In Italia muoiono ogni giorno 4-5 operai per incidenti sul lavoro. Tanti altri muoiono negli anni a causa di malattie contratte in fabbrica, dove sono entrati in contatto con sostanze cancerogene o comunque nocive. Eppure c’è chi proclama la fine della lotta di classe. Ma gli operai non ci stanno. La loro protesta non si manifesta solo attraverso gli scioperi, ma anche attraverso la poesia.

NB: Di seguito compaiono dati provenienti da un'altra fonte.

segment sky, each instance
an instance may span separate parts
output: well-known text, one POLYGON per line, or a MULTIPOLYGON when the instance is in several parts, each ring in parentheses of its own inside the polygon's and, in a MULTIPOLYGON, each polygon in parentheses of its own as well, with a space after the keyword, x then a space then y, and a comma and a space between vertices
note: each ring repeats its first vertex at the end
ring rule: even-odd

Antonio Catalfamo, critico letterario e docente universitario, ha voluto raccogliere i versi dei “poeti operai” in un numero monografico de “Il Calendario del Popolo”, rivista storica del movimento dei lavoratori, entrata nel suo 64° anno di vita. “Poeti operai” – proprio così si intitola l’antologia – è una definizione coniata da Pasolini per distinguere dagli scrittori di professione (Ottiero Ottieri, Paolo Volponi), protagonisti della cosiddetta “letteratura industriale”, quegli autori di versi che conoscono il mondo della fabbrica per la loro esperienza diretta di lavoro quotidiano. E’ di questi ultimi che si occupa “Il Calendario del Popolo”, prendendo le mosse dai primi “poeti operai”, formatisi, negli anni ’50, intorno ai giornali di fabbrica e alle lotte ad oltranza per la difesa del posto di lavoro (come quelle che interessarono le “Reggiane” di Reggio Emilia), per continuare con i “poeti operai” degli anni Sessanta e Settanta, e per concludere con quelli di oggi.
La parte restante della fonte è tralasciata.